Recovery stratified by vegetation type: Resprouters and obligate seeders recover at different rates — stratifying the 14-month NDVI recovery signal by functional type would better characterise post-fire trajectories.

Validating dNBR as a severity metric

This entire analysis uses dNBR as both the response variable and the primary severity metric. But does dNBR actually correspond to real-world fire damage? This is not a trivial assumption — dNBR measures spectral change in satellite reflectance, not ecological condition directly. To test this, we compared Landsat-derived dNBR against independently measured severity from aerial photography at two fires in contrasting forest types.

The 2006 Grampians fire: ground truth from the air

The 2006 Mt Lubra fire (120380 ha) burned the same Grampians landscape as the 2024–25 event. Its severity was mapped under Victoria’s Post-fire Burn Classification Procedure (McCarthy et al. 2017): aircraft flown at ~2,700 feet captured high-resolution (~15–25 cm) colour and near-infrared photography shortly after the fire. Trained interpreters classified 3,013 polygons into LOW, MEDIUM, and HIGH severity classes based on crown scorch percentages and understorey condition — detail that can only come from visual interpretation of aerial imagery, not satellite data.

This is fully independent of our satellite analysis. The 2006 fire predates Sentinel-2 (launched 2015) and the Gibson et al. (2020) satellite-based severity methodology now used operationally by DEECA. The aerial photography classification shares no data source with our Landsat 5 TM dNBR computation. It is among the 16 Victorian fires (2006–2016) severity-mapped from aerial photography documented by Collins et al. (2018).

We extracted Landsat 5 TM dNBR over the 2006 fire area and sampled 1515 points across all severity polygons. The results:

DEECA class	n	dNBR median	dNBR mean	SD
LOW	283	0.287	0.306	0.272
MEDIUM	728	0.352	0.358	0.234
HIGH	504	0.616	0.591	0.203

dNBR shows clear monotonic separation across aerial-photography-derived severity classes. Medians increase from 0.29 (LOW) to 0.35 (MEDIUM) to 0.62 (HIGH). Spearman rank correlation: ρ = 0.44 (p < 0.001). At the polygon level (aggregating per-polygon medians to avoid pseudoreplication across 3013 polygons): ρ = 0.54. Kruskal-Wallis test confirmed highly significant differences across classes (H = 328.3, p < 0.001, η² = 0.22).

Cohen’s Kappa between dNBR threshold classes (He et al. 2024) and DEECA classes was κ = 0.24 (overall accuracy 49%). This is “fair” agreement under the Landis & Koch (1977) scale, reflecting genuine overlap between severity classes — fire severity is a continuum, and boundaries between LOW/MEDIUM/HIGH are inherently fuzzy. The strong polygon-level rank correlation (ρ = 0.54 across 3013 polygons) is the more informative metric: dNBR correctly ranks severity even when categorical thresholds don’t perfectly align with DEECA’s classification boundaries.

The Otway fire: suggestive evidence that dNBR fails in wet forest

This validation is ecosystem-specific. At the Otway fire (wet temperate forest, same 2024–25 season), dNBR showed near-zero correlation with DEECA severity (ρ = -0.03, κ = 0.005). All severity classes had nearly identical dNBR medians (~0.42), consistent with dNBR saturation in dense, wet canopies where leaf area index exceeds 4–7 (He et al. 2024). The red-edge chlorophyll index dCIre showed clear separation instead (ρ = 0.39). However, this finding is based on only ~15 severity polygons (with just 1 BURNT_3 polygon), so it should be treated as suggestive rather than definitive.

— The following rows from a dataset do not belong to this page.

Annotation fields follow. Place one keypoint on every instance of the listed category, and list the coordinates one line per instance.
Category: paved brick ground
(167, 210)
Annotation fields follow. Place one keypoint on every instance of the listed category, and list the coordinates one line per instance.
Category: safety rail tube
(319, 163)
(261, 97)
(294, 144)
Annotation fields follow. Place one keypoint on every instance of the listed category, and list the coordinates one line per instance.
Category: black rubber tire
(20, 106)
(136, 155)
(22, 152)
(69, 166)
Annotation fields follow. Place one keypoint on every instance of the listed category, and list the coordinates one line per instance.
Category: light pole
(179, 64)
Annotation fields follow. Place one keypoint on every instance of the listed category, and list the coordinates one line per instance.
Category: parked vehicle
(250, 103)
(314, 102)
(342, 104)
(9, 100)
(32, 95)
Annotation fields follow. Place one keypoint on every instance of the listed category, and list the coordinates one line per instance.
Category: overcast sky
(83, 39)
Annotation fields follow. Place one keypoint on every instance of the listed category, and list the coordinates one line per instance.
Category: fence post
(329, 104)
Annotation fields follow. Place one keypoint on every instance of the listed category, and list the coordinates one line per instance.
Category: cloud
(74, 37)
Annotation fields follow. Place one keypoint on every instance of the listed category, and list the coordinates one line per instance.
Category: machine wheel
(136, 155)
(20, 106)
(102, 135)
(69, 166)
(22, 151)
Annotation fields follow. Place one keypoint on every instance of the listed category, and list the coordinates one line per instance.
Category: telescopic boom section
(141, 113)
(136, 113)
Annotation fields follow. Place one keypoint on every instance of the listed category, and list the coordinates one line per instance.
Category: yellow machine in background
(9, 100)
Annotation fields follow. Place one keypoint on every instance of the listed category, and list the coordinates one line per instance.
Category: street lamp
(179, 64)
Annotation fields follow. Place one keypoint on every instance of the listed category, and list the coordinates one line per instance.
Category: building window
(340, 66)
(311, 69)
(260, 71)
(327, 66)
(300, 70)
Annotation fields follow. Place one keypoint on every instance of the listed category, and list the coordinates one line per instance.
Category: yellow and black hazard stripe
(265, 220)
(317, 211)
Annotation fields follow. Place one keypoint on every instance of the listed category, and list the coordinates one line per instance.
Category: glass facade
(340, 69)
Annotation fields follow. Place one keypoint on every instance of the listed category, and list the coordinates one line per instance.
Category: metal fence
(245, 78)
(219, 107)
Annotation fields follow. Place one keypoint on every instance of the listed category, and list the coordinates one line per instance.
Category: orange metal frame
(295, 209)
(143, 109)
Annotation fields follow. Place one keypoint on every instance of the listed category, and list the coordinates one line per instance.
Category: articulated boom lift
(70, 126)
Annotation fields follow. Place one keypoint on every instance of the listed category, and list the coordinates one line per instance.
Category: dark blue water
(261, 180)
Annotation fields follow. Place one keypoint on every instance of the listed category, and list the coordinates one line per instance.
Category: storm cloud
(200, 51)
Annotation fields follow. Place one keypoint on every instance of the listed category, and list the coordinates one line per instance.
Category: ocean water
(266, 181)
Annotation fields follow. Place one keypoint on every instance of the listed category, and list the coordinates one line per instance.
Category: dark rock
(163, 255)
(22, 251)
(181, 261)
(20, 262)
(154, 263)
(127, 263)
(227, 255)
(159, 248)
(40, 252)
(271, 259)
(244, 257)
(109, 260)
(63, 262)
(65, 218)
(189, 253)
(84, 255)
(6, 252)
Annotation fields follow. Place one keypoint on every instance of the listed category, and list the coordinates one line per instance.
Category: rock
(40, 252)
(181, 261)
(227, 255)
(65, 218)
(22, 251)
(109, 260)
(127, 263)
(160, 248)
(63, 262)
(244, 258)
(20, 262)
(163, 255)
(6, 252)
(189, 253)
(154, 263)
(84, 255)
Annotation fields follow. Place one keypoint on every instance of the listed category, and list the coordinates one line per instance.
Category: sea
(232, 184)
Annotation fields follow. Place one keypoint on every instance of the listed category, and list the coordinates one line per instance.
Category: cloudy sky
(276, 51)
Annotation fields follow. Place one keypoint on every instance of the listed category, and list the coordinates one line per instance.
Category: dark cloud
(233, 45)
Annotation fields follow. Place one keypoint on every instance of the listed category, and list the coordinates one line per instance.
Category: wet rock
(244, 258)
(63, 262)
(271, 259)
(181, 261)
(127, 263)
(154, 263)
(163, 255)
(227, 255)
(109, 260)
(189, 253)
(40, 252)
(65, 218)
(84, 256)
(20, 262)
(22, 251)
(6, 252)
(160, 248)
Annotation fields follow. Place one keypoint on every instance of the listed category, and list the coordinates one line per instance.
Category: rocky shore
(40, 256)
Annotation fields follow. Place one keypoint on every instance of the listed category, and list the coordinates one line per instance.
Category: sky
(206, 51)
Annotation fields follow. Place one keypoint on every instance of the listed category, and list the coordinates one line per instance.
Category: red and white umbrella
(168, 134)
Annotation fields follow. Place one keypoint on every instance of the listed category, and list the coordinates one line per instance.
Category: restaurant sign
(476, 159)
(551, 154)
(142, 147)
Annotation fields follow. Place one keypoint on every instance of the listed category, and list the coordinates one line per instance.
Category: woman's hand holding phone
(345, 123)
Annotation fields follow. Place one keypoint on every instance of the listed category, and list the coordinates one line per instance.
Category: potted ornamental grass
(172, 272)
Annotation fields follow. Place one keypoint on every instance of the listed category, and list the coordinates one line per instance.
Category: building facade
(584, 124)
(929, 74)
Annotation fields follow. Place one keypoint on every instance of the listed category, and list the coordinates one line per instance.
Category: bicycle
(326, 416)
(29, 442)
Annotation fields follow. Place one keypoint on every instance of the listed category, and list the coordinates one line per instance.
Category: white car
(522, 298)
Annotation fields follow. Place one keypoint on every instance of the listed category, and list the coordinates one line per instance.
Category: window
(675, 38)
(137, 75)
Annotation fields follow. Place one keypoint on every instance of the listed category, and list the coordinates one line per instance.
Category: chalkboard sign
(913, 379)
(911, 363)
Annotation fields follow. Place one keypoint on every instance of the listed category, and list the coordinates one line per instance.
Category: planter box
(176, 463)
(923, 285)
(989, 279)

Implication for this analysis: dNBR is a valid severity metric in the Grampians’ dry sclerophyll and heathland vegetation. The 2006 validation — using the same landscape, the same vegetation types, and fully independent aerial photography data — provides direct evidence that satellite-derived dNBR captures the severity gradient that matters ecologically. The Otway comparison suggests this conclusion may not transfer to wet forest, though the small sample size warrants caution.

Otway fire: dNBR appears to fail in wet forest

At the Otway fire (wet temperate forest, ~15 polygons), all DEECA severity classes had nearly identical dNBR medians (~0.42). dNBR saturates in dense, wet canopies (LAI 4–7+). The red-edge index dCIre showed clear separation instead (ρ = 0.39). Small sample size means this finding is suggestive.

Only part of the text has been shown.